Dans la deuxième partie du volume, l’auteur, mettant à profit ses connaissances en histoire de l’architecture, passe des producteurs aux lieux de conservation des archives. Le thème de l’architecture des bâtiments d’archives se décline en six textes distincts dont le contenu et l’organisation répondent au schéma classique allant du général au particulier : tout d’abord deux « notes critiques » rendant compte de la réflexion collective menée à travers plusieurs colloques et journées d’études ayant tous eu lieu en 2003 : manifestations consacrées spécifiquement aux bâtiments d’archives, en France et en Belgique, colloque du LAHIC, intitulé plus largement « Le lieu de l’Archives » et traitant, outre les bâtiments de conservation, les modalités d’exposition ou la conservation des archives par les particuliers. Ces deux notes servent en fait d’introduction aux quatre textes suivants, bien qu’elles n’aient pas été initialement écrites dans cette optique. La première insiste plus particulièrement sur l’évolution de l’architecture des bâtiments d’archives en France entre 1983 et 2003 et la réflexion qu’elle induit : remise en cause partielle du dogme normatif construit dans les années 1960, recherche de solutions techniques concrètes, notamment pour la structure et l’isolation des magasins de conservation, importance accordée à l’expérience étrangère, rôle de la décentralisation, augmentation et diversification sociale du public entraînant un accroissement des surfaces destinées à l’accueillir, enfin complexification des procédures et rôle des architectes dont la créativité est influencée autant par leur propre conception des archives que par le discours des décideurs. L’auteur insiste notamment sur « la mise en scène d’une nouvelle représentation de l’archive et de son institution : lumière, transparence et ouverture sur le monde ». La deuxième note, en explorant les discours des quelques communications présentées par des non-archivistes, débouche une fois de plus sur l’idée d’une recherche archivistique qui tenterait de considérer les archives et leurs producteurs comme des objets d’études et de les regarder « autrement qu’à travers le prisme des textes normatifs et des relations administratives ».

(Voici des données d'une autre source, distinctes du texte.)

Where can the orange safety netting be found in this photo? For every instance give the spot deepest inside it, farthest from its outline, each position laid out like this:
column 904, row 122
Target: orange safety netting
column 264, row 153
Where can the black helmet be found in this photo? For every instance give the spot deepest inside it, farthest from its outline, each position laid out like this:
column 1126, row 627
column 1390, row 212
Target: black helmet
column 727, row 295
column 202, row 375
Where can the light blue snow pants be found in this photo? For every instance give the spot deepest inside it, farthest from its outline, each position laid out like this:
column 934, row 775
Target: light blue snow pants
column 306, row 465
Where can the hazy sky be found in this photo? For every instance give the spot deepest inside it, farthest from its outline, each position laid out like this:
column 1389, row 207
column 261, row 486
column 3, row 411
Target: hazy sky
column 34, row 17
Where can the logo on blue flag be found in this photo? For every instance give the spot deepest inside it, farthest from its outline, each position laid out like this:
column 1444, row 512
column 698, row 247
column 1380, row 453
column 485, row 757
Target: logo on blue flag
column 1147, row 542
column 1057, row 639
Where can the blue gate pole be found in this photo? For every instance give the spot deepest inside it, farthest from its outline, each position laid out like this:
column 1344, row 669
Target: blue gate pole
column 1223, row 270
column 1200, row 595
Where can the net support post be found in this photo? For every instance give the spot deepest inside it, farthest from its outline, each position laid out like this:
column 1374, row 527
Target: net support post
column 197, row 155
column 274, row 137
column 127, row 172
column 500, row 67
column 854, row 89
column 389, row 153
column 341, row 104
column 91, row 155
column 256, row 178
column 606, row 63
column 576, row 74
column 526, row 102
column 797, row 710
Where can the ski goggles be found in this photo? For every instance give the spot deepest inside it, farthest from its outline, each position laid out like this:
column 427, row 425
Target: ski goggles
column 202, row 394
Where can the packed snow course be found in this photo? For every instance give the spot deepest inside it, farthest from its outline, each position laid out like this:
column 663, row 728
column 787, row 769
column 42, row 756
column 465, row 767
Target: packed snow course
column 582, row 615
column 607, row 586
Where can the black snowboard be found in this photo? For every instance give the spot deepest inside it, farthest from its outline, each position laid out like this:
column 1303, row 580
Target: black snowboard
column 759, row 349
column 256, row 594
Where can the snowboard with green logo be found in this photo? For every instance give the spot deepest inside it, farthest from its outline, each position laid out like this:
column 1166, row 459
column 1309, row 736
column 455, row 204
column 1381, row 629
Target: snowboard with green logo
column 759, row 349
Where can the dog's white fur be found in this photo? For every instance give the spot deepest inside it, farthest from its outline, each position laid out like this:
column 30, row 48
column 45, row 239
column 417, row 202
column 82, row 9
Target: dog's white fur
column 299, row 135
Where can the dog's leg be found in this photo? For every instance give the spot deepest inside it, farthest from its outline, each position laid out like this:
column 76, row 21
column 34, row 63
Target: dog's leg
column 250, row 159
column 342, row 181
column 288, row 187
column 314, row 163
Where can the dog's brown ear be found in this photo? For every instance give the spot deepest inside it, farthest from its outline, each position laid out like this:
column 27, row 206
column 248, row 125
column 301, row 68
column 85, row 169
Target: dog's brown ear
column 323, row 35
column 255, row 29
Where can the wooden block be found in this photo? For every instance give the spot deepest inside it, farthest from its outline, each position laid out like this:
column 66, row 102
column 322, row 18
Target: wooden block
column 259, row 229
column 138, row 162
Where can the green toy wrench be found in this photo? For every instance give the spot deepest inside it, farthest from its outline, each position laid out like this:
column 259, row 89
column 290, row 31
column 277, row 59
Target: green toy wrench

Les deux textes suivants sont en fait des communications présentées lors de deux des manifestations précitées sur la construction des bâtiments. Christian Hottin, à la lumière d’expériences étrangères dans le premier texte, à travers une étude rétrospective des bâtiments d’archives français dans le second, trace les grandes lignes de l’évolution de l’architecture des archives de 1983 à 2003. Mettant en valeur et illustrant les principaux paramètres de cette évolution – changements politiques, nouveaux processus de construction, évolution du public –, il considère le bâtiment comme « le point nodal où se manifestent […] diverses tendances constitutives d’une mutation générale de l’institution ».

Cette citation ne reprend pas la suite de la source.